The driver was no ill-tempered youth. His flowing white beard and random assortment of bumper stickers led me to peg him as easily in his sixties. He seemed stable enough in the check-out line, and there was no odd behavior on our way to the parking lot. Certainly, my encroachment into his personal space was unnecessary, but should it elicit such a dramatic response? Obviously, there was more going on in this man's life and his heart. And that's the point. The way we react to other people, especially people who cross a boundary we've so earnestly defended, shows how soft--or hard--our hearts have become. 

While it is not difficult to see the hardening taking place in another's reactions, we can easily miss it in our own.

I don't have to think too far back to recall a few instances in which my internal response looked a lot like my neighbor's in the grocery store parking lot. The offenses were real, some major, most minor, and even a few accidental. What, sadly, was consistent was my responsive temperature and volume. While only occasionally spilling out, the internal combustion is enough evidence of a heart hardening amid the stressors of faithful living. Unfortunately, I don't think my heart condition is unique. Rather, it seems to be a common disease among Jesus' followers. 

Jesus tells us the issue I'm facing (and maybe you too?) is not an issue of anger or anxiety or even exhaustion, but rather love. Specifically, "abandoning the love you had at first." (Rev. 2:4). What keeps our hearts from crusting over as we strive to follow Jesus faithfully is not diligence or routine or doctrine (all of which are important), but love. More accurately, God's love for us and others. 
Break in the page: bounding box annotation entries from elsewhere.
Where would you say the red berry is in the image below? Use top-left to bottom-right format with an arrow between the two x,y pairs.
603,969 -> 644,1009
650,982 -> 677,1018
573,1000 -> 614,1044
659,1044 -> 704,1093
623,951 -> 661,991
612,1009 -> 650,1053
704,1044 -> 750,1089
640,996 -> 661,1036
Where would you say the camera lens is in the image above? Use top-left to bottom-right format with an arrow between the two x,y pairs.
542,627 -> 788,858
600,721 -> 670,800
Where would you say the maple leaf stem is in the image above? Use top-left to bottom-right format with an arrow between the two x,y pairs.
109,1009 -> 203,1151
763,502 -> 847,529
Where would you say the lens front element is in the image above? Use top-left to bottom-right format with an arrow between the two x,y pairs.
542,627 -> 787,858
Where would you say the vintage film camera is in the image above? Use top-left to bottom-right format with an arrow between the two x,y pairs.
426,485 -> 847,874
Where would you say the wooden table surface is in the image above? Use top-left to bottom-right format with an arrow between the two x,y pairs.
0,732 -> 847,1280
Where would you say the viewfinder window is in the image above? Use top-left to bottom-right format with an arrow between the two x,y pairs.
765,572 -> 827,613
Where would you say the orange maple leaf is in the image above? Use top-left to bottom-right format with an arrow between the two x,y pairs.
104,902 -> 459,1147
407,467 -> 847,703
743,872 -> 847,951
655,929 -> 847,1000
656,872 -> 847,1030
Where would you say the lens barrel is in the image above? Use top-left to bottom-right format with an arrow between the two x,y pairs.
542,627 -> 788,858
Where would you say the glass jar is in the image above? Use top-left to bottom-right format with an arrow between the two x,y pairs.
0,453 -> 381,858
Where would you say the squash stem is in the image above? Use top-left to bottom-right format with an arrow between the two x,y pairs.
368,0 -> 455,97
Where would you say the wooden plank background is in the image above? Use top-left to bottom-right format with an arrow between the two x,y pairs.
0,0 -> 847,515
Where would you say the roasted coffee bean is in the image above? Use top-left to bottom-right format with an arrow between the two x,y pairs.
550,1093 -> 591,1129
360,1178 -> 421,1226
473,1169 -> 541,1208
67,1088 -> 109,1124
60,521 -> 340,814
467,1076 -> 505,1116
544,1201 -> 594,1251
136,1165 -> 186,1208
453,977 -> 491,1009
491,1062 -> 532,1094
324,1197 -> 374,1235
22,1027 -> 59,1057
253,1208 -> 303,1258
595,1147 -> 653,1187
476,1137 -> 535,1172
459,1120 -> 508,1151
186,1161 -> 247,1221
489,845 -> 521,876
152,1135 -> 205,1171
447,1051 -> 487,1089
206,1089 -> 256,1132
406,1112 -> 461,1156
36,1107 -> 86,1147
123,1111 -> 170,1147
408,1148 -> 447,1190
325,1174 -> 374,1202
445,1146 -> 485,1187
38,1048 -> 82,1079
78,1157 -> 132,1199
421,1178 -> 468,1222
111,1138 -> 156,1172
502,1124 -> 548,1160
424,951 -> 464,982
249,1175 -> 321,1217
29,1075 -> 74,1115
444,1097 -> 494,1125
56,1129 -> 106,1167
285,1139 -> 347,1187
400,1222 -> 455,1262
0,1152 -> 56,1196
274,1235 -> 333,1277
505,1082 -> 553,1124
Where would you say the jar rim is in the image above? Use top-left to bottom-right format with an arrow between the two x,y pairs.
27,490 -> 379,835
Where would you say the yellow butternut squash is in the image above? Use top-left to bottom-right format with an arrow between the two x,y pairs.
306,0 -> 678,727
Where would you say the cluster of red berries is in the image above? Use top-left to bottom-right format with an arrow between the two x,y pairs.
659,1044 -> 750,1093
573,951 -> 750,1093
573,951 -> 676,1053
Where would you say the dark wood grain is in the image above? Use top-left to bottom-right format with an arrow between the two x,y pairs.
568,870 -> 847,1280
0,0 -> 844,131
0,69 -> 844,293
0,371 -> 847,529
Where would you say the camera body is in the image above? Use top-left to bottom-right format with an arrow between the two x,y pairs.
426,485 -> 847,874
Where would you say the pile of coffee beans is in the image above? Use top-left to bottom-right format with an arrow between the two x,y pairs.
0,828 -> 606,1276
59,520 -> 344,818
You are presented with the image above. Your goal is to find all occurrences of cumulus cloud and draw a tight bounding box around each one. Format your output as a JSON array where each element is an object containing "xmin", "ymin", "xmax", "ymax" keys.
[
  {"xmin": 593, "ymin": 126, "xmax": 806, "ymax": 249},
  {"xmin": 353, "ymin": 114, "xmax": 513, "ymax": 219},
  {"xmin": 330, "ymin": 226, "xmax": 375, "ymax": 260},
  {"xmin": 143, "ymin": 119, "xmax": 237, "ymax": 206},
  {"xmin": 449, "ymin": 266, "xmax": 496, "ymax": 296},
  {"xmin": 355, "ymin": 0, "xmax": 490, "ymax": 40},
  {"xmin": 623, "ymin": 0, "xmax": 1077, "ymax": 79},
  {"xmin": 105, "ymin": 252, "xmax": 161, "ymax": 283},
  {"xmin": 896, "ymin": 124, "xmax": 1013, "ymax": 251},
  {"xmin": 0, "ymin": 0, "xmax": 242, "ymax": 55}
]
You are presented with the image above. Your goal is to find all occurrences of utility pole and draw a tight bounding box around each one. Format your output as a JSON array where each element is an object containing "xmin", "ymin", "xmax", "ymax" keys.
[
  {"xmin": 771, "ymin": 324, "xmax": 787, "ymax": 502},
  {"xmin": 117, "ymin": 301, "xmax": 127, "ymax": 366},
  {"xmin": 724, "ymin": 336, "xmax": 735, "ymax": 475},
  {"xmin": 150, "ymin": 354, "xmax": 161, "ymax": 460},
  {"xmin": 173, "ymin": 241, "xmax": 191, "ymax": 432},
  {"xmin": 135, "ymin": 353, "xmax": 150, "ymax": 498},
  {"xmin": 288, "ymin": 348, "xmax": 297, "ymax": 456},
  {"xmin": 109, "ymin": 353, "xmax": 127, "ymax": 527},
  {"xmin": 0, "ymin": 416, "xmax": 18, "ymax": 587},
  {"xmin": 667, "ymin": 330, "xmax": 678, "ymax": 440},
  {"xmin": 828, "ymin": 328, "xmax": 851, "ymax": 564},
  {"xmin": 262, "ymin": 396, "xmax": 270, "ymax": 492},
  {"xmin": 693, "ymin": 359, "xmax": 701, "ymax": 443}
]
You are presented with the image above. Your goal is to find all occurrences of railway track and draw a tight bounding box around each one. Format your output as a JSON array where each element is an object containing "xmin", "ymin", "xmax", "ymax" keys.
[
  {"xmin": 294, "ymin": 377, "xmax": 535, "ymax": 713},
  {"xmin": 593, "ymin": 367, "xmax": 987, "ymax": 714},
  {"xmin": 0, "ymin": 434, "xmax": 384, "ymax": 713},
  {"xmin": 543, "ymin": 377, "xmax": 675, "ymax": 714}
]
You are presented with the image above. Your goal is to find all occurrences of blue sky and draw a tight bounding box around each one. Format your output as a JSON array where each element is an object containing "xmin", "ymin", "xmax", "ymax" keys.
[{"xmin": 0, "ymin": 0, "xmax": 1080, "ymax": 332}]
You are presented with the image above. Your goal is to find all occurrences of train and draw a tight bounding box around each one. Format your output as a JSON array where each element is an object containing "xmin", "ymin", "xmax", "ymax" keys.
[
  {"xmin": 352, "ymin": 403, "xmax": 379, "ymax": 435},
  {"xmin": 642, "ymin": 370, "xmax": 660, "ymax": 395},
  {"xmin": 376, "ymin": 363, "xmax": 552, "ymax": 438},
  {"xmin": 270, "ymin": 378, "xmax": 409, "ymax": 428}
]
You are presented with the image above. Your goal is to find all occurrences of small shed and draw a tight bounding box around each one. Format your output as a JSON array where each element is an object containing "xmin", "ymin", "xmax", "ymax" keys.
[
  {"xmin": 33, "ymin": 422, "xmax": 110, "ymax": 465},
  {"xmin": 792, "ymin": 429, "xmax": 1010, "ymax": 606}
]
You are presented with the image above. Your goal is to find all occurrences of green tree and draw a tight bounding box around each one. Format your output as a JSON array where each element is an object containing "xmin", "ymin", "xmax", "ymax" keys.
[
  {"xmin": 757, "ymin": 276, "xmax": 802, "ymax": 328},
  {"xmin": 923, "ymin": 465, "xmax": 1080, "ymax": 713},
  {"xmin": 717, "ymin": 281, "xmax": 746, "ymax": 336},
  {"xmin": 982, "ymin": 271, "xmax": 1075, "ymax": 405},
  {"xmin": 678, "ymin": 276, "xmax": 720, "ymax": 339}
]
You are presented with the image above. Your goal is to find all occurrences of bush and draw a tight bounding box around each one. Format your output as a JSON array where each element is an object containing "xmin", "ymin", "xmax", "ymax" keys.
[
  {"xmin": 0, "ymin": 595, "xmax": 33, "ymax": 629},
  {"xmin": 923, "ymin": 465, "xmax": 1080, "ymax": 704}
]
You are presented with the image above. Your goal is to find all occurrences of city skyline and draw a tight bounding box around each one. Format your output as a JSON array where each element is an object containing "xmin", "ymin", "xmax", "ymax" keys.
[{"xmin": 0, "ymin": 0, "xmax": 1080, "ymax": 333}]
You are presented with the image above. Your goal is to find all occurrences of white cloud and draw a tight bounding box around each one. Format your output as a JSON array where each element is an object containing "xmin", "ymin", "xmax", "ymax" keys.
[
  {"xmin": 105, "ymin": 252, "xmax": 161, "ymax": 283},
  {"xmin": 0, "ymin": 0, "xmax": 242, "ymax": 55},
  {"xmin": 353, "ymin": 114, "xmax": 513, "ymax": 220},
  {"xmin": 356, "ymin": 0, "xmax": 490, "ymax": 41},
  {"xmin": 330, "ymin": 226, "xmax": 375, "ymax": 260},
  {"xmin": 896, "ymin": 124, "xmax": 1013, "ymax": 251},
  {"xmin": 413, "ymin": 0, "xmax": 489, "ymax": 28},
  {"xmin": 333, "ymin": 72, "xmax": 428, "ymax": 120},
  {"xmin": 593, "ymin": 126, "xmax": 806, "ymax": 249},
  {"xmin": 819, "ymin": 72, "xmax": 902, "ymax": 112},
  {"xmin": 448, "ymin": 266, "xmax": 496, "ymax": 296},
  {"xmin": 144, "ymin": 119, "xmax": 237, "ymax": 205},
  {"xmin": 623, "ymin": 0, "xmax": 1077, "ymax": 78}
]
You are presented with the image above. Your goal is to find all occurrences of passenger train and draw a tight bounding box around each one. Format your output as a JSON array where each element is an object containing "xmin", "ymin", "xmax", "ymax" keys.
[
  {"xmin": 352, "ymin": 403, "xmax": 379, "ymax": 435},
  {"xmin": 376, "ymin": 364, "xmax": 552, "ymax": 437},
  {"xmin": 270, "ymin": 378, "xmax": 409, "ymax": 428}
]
In the same context in which Jesus names our issue, he provides for us the medicine for our healing: "Remember therefore from where you have fallen..." (Rev. 2:5). 

Jesus implores us to remember the rhythmic beat of God's love for the world, including us. A melodic cadence that has filled our lives and a pulsing pattern that has shaped all of history. When we remember God's steady meter, it's quite easy to see how far out of beat we've fallen in our responses to daily offenses and offenders. 

Psalms 136 and 139 are psalms for remembering. Psalm 136 for remembering that "his steadfast love endures" across all the ages and over every realm. Psalm 139 for remembering that his love is sewn into every fiber of your being and has encircled every season of your living. His love is, and has always been, "first" (see Jn. 3:16 & 1 Jn. 4:10). 

Psalm 139 ends with a request of God to help keep our hearts soft and on beat with his. A prayer I encourage you to pray with me today, this week, and often in our patient endurance in following Jesus. 


Search me, O God, and know my heart! 
Test me and know my anxious thoughts and concerns
And see if there be any offensive--offbeat--way within me, 
and lead me along the path
--in the metered pattern of your love--
ancient and everlasting. 


Through Jesus Christ.  Amen. 

Love you, faith family! Praying our Father's blessing over you this week.